Sedat Ergin: İdama götürüleceği Adnan Menderes'ten nasıl gizlendi?
Hürriyet yazarı Sedat Ergin, bugünkü köşesinde Eski Başbakan Adnan Menderes, Dışişleri Bakanı Fatin Rüştü Zorlu ve Maliye Bakanı Hasan Polatkan'ın idamıyla sonuçlanan 27 Mayıs 1960 darbesini yazdı.
MedyaFaresiMedyaFaresi
https://www.medyafaresi.com/assets/site/cs/logo2015.png
Menederes'in hastaneye diye İmralı'ya götürüldüğünü ifade eden Ergin, "Darbeciler, Menderes’i ölüme götürdükleri sırada kendisine açıkça yalan söylemektedirler" diye yazdı.
Sedat Ergin'in "Adnan Menderes'in son günü (1) İdama götürüleceği Menderes’ten nasıl gizlendi?" başlıklı yazısı şu şekilde:
Adnan Menderes, o sabah bir fotoğrafçıyla birlikte Yassıada’daki odasından içeri giren iki subayı karşısında görünce ne hissetmişti? Sabah 07.00 sularıydı. Bir pazar sabahıydı.

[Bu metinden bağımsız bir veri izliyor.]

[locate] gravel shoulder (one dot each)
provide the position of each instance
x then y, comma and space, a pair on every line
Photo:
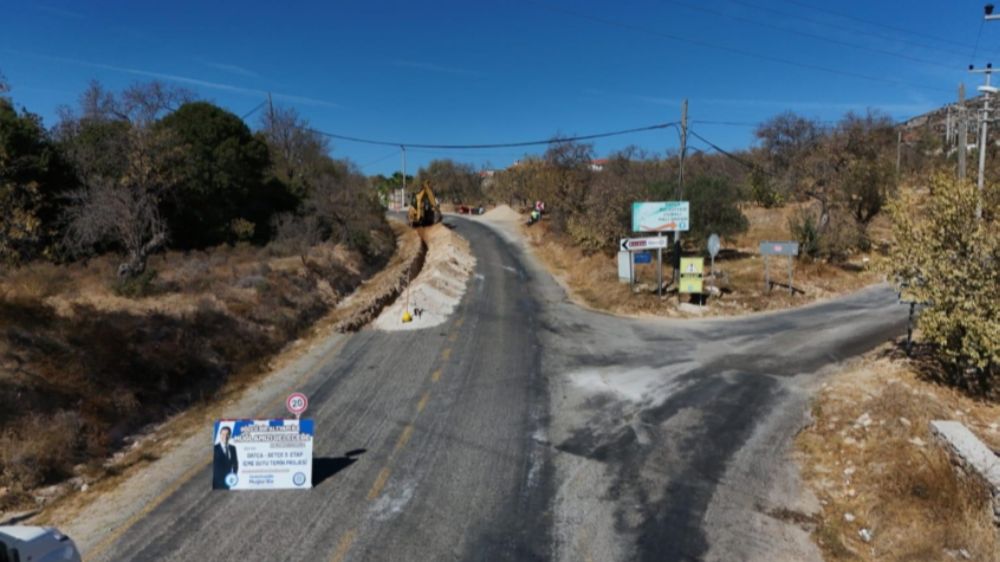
168, 455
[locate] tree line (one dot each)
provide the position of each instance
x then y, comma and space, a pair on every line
152, 167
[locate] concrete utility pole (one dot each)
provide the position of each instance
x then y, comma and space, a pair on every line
680, 186
402, 191
984, 120
899, 149
963, 132
680, 173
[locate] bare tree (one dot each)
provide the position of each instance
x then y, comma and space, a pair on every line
124, 211
140, 103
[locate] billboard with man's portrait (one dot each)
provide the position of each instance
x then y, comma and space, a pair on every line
271, 454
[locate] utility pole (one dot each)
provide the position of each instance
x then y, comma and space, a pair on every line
680, 173
963, 132
899, 149
402, 192
987, 90
680, 187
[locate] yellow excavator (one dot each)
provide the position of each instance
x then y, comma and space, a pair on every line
424, 209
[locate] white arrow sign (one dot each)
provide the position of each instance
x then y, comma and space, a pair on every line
641, 244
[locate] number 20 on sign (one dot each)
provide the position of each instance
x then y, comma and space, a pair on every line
296, 403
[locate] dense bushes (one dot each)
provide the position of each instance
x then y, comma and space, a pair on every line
150, 168
949, 260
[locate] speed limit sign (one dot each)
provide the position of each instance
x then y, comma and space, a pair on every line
296, 403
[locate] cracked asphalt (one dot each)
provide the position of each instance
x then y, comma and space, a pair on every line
526, 428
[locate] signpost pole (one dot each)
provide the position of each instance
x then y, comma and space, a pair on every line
631, 270
659, 270
791, 291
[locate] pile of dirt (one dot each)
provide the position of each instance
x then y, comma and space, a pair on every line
385, 287
438, 288
502, 213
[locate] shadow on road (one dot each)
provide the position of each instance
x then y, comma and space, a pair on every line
325, 467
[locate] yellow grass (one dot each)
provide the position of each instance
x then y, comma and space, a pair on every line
593, 279
888, 473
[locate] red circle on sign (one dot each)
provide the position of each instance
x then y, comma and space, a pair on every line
296, 403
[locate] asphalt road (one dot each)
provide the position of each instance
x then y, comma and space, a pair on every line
502, 435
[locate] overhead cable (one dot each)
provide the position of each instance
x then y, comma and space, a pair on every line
553, 140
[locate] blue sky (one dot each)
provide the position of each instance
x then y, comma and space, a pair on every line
476, 72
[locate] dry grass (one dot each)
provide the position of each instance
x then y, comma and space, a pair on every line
100, 366
593, 279
869, 455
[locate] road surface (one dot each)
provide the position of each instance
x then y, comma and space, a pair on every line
525, 428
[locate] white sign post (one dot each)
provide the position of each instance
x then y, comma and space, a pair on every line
660, 217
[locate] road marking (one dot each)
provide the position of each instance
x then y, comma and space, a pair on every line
403, 438
113, 536
343, 546
383, 477
423, 402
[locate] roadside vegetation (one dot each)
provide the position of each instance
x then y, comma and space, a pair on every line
154, 248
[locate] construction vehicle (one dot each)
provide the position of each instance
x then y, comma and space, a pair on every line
424, 209
36, 544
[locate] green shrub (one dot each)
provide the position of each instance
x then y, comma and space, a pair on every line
136, 287
948, 259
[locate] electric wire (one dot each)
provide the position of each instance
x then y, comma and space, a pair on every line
848, 29
731, 50
848, 44
254, 110
975, 49
553, 140
380, 159
722, 151
878, 24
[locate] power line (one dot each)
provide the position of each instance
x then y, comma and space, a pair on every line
254, 110
381, 159
722, 151
809, 35
855, 30
875, 23
493, 145
732, 50
979, 34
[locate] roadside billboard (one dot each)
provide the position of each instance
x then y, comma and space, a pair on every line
273, 454
660, 216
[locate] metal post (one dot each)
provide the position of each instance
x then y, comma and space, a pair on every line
659, 269
791, 291
909, 329
899, 149
963, 132
982, 148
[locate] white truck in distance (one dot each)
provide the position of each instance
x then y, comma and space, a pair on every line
36, 544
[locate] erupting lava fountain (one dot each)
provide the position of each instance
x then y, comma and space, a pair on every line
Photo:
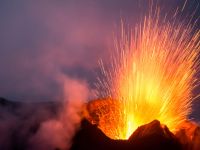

Yassıada’daki askeri mahkeme, Demokrat Parti’nin önde gelen şahsiyetlerinin yargılandığı davalarda sanıklar hakkındaki kararlarını, 15’i idam cezası olmak üzere iki gün önce (15 Eylül 1961) açıklamıştı.
Milli Birlik Komitesi (MBK), idam cezalarından yalnızca 4’ünü onaylamış, bu dörtlü grup içinden Cumhurbaşkanı Celal Bayar’ın cezası yaş haddi gerekçesiyle müebbet hapis cezasına çevrilmişti.
Geriye infaz edilmek üzere üç hükümlü hakkında verilen idam kararları kalmıştı: Başbakan Adnan Menderes, Dışişleri Bakanı Fatin Rüştü Zorlu ve Maliye Bakanı Hasan Polatkan...
Zorlu ve Polatkan, 16 Eylül 1961 günü sabaha karşı idam edildiler. MBK bu iki infaz konusunda hiç zaman kaybetmemişti.
Ancak Başbakan Menderes hakkındaki idam cezası henüz infaz edilmemişti. Menderes 15 Eylül günü idam kararları açıklandığında da Yassıada Mahkemesi’nde hazır bulunmamıştı. Nedeni, 14 Eylül’ü 15’ine bağlayan gece yarısı odasında gizlice biriktirdiği ilaçları topluca içerek intihara teşebbüs etmiş olmasıydı. Durum fark edilince hemen müdahale edilerek midesi yıkanmıştı. Bu nedenle Yassıada’da kararın açıklandığı duruşmaya da çıkarılamamıştı.
FOTOĞRAF ÇEKECEĞİZ, AİLENİZE GÖNDERMEK İÇİN
17 Eylül 1961 sabahı Menderes’in Yassıada’da alıkonduğu odaya giren subaylardan biri yüzbaşı, diğeri üsteğmen rütbesindeydi. Biri, “Kahvaltı yaparken fotoğraflarınız çekilecek” dedi.
Menderes pijamaları içindeydi. Fotoğrafının çekilmesine rıza göstermedi, “Kıyafetim müsait değil, lütfen çekmeyin” dedi.
Subaylar, fotoğrafın ailesine gönderilmek amacıyla çekileceğini söyleyerek Menderes’i ikna etmeye çalıştılar, “Beyefendi, çocuklarınız sizi özlemişler. Sağlığınızı merak ediyorlar. Hanımınız hasta olduğunuzu biliyor. Ne durumda olduğunuzu merak ediyor. Ona göndereceğiz” dediler.